Eu e meu pai procuramos fósforos, velas, lanternas e pilhas. E tudo que fosse necessário para sobrevivermos à noite fria.

Já minha mãe se preocupou em arranjar cobertores, travesseiros e qualquer coisa que fosse para nos deixar confortáveis e aconchegantes.

- Mamãe, estou com medo. – Sophie agarrou o vestido florido da mamãe a seguindo por todo o lado. Os trovões haviam começado a clarear o céu.

- Thomas fique com sua irmã. – Ordenou.

Ela precisava correr pela casa para arrumar as coisas, mas Sophie não ajudava. Percebi irritação em sua voz quando passei pela cozinha antes de chegar ao meu quarto.

- Vem Sophie. Vamos brincar. – Ele puxou a mão dela, mas ela se recusou a largar o vestido da mamãe.

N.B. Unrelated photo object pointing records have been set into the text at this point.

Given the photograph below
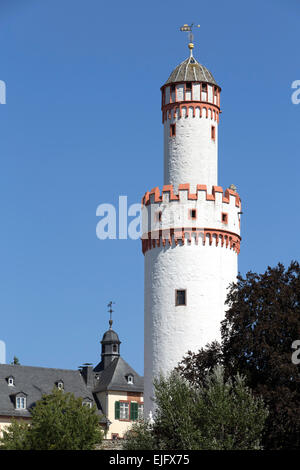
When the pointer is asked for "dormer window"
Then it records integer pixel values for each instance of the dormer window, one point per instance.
(60, 385)
(130, 379)
(21, 401)
(87, 402)
(10, 381)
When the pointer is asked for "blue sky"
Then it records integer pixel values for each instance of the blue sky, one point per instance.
(82, 125)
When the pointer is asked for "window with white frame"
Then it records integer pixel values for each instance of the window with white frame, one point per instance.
(60, 385)
(130, 379)
(11, 381)
(124, 410)
(87, 403)
(20, 403)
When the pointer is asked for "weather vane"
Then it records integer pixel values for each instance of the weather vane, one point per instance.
(110, 310)
(189, 29)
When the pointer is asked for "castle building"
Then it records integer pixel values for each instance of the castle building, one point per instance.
(191, 229)
(112, 385)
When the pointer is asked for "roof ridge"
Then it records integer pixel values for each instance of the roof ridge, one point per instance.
(37, 367)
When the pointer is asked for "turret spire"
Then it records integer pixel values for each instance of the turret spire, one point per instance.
(189, 29)
(110, 310)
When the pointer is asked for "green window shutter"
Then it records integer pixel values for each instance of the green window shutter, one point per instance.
(117, 410)
(134, 411)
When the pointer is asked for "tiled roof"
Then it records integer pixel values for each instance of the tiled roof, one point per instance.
(114, 377)
(34, 382)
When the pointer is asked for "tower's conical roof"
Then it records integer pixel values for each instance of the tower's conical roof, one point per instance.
(110, 336)
(191, 71)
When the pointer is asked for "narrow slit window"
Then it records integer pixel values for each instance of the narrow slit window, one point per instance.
(180, 297)
(224, 218)
(172, 130)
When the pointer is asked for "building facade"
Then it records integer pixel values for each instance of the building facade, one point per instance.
(113, 386)
(191, 229)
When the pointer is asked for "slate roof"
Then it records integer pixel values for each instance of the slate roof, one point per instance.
(34, 382)
(113, 377)
(191, 71)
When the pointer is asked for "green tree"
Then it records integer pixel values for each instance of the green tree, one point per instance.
(216, 414)
(260, 326)
(15, 437)
(59, 422)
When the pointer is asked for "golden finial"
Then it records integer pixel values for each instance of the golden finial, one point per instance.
(189, 29)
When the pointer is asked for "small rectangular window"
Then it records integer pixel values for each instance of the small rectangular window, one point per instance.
(224, 218)
(180, 297)
(158, 216)
(213, 132)
(193, 213)
(21, 403)
(124, 410)
(141, 411)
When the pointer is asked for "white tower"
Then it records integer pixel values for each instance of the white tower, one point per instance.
(191, 229)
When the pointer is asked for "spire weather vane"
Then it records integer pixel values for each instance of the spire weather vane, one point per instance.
(189, 29)
(110, 310)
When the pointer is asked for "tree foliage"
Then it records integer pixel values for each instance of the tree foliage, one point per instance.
(59, 422)
(214, 414)
(260, 326)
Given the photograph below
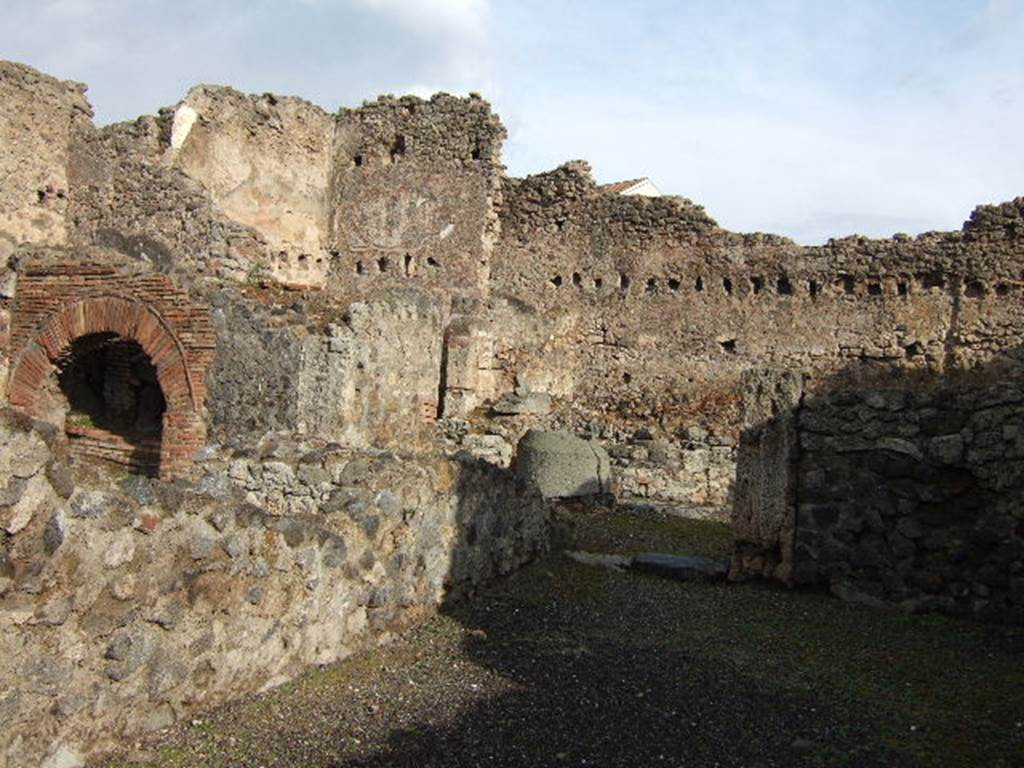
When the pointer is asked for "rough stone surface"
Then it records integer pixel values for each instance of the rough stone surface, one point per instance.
(374, 279)
(230, 591)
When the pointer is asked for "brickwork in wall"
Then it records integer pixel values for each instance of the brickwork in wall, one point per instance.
(59, 302)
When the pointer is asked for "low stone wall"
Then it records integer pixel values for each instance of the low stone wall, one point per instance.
(126, 604)
(914, 497)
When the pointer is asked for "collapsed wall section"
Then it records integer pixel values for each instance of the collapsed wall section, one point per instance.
(414, 187)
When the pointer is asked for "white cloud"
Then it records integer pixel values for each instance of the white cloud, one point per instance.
(466, 17)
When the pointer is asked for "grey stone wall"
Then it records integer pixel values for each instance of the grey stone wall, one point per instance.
(127, 604)
(914, 497)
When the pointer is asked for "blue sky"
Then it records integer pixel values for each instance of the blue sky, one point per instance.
(808, 118)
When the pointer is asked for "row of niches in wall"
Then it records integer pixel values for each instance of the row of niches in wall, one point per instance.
(784, 286)
(408, 265)
(394, 151)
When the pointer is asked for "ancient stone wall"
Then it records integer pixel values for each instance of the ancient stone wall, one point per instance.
(913, 497)
(127, 605)
(415, 186)
(64, 296)
(653, 312)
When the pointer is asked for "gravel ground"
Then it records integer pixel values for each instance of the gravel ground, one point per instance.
(569, 665)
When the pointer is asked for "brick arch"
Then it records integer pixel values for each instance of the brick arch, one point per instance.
(183, 430)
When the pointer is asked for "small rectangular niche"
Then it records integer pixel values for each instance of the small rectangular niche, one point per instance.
(931, 280)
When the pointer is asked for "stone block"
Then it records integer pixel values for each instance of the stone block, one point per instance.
(560, 465)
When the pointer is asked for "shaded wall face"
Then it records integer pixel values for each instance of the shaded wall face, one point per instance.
(914, 497)
(371, 377)
(658, 311)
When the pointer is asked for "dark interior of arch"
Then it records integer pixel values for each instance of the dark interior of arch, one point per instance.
(115, 402)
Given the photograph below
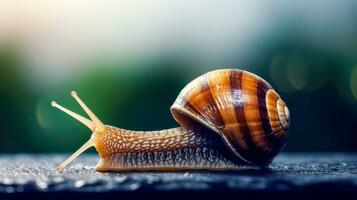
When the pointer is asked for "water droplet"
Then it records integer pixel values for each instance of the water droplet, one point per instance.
(79, 183)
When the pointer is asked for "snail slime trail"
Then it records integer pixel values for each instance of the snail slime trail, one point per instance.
(230, 120)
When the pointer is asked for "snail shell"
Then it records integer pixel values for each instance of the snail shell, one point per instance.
(233, 106)
(239, 106)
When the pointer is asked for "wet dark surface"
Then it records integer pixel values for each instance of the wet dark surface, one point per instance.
(290, 175)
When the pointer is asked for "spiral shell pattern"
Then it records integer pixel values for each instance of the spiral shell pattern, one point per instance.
(241, 107)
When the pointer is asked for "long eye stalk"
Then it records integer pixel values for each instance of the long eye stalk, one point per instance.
(94, 125)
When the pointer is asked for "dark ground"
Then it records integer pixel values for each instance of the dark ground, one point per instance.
(298, 176)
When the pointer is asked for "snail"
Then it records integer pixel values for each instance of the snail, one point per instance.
(229, 119)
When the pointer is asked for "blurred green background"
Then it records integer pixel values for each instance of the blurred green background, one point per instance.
(128, 60)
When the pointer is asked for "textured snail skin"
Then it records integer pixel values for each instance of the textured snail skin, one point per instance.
(230, 119)
(166, 150)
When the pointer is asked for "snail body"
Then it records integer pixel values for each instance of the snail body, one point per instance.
(230, 119)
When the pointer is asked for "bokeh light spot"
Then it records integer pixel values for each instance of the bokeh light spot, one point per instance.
(297, 72)
(353, 82)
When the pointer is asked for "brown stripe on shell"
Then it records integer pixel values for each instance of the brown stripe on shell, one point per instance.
(251, 110)
(282, 114)
(200, 102)
(271, 98)
(220, 86)
(251, 154)
(262, 89)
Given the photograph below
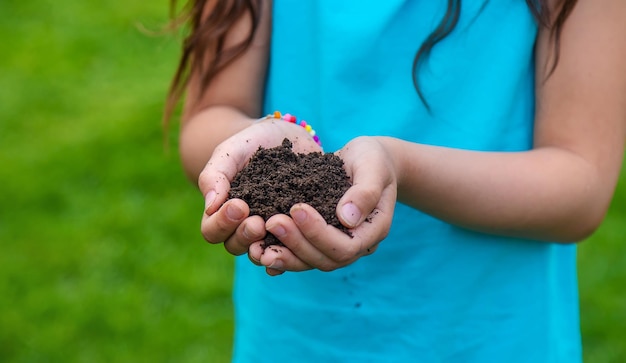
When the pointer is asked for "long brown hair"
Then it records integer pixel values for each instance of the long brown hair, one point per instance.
(208, 34)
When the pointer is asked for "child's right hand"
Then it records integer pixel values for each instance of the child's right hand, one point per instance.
(228, 221)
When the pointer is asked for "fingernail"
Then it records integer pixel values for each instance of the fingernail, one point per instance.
(234, 213)
(277, 264)
(277, 230)
(208, 200)
(298, 215)
(351, 214)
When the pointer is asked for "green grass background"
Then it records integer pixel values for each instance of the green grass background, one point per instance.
(101, 259)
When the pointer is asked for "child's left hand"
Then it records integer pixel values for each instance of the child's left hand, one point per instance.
(366, 208)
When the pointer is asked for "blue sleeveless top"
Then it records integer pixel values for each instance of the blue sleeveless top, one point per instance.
(432, 292)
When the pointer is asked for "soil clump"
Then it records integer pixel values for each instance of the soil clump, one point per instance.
(277, 178)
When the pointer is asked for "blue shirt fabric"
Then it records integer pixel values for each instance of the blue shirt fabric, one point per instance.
(432, 292)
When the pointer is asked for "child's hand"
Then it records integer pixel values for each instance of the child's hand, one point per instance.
(229, 221)
(367, 208)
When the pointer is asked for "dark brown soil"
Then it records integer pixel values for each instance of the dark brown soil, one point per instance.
(277, 178)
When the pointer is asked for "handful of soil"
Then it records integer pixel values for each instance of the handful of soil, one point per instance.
(277, 178)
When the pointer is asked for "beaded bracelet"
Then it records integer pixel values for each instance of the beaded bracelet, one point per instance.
(291, 118)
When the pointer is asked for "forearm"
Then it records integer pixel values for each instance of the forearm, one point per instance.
(204, 131)
(545, 194)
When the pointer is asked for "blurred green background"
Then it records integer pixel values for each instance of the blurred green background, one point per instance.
(101, 259)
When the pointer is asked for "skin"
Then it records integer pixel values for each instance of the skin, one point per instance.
(558, 191)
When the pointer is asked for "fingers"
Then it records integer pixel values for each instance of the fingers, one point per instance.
(309, 243)
(367, 164)
(214, 180)
(231, 225)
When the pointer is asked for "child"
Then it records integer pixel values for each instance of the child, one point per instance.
(485, 137)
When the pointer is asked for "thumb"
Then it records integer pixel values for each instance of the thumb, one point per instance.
(360, 199)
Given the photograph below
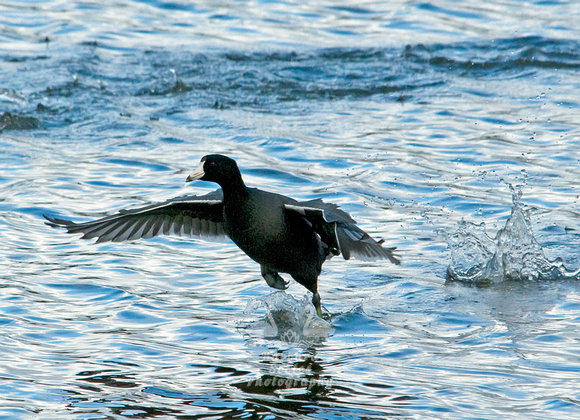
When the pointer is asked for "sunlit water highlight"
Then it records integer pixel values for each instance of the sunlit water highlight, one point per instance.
(414, 117)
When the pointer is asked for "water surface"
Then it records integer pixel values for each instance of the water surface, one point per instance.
(415, 117)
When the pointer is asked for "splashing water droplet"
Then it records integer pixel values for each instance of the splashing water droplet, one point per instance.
(514, 253)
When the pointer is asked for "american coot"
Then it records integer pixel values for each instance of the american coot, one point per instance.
(278, 232)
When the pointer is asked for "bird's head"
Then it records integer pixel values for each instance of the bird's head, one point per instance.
(216, 168)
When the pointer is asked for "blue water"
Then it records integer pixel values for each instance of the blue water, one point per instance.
(420, 119)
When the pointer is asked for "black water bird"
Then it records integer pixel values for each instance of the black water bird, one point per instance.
(278, 232)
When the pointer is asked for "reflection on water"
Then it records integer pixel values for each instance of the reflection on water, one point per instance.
(411, 116)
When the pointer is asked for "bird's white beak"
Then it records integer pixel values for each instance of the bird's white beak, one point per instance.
(197, 174)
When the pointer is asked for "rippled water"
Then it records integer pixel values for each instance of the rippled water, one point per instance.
(415, 117)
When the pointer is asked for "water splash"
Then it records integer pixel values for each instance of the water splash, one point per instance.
(291, 321)
(514, 253)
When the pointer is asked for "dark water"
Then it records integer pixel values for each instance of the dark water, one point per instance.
(449, 129)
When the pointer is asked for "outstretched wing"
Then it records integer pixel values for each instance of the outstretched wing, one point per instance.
(187, 215)
(339, 231)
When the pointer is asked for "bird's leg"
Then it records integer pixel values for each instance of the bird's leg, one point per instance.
(316, 302)
(273, 279)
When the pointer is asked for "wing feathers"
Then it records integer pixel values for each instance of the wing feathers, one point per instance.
(339, 231)
(189, 215)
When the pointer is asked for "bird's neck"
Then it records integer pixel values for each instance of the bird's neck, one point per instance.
(235, 191)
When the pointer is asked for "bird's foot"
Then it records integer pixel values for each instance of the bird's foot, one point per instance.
(274, 280)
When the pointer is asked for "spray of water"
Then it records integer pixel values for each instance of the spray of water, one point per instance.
(514, 253)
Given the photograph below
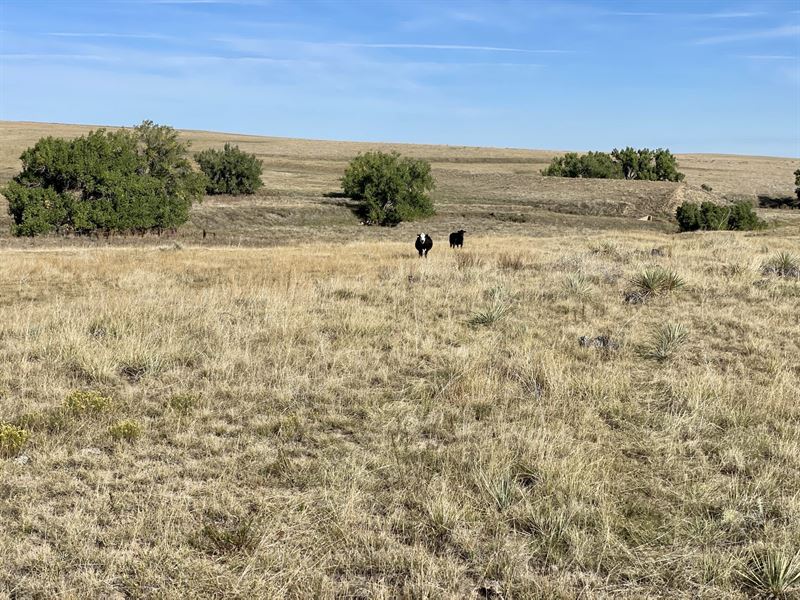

- Não quero. Vou ficar com a mamãe. – Sophie cruzou os braços emburrada.

- Olha filha. Se você for brincar com seu irmão, eu deixo você comer a sobremesa antes do jantar. – Faltava pouco para ela ceder. – O quanto quiser. Sorvete. – Sophie abriu um sorriso largo seguindo Thomas ao correr pela cozinha e pela sala com os braços abertos, como se fosse um avião ou um pássaro voando aleatoriamente.

- Pai, já encontrou algumas? – Gritei ao procurar em baixo da minha cama.

- Duas lanternas e dois pacotes de velas. E você? – Gritou do quarto deles.

- Achei três pacotes de pilhas e duas caixinhas de fósforo. – As caixinhas fizeram barulho quando eu a chacoalhei repetidamente.

Como nossa família acampava na mansão sempre que conseguiam tirar alguns dias de folga, por precaução, sempre deixávamos espalhados acessórios que pudessem ajudar caso acontecesse algum incidente, e pelo visto, mamãe quis que nos preparássemos para o pior.

- Acho que tem mais lanternas no sótão. – Comentou segurando uma sacola com as coisas que encontramos.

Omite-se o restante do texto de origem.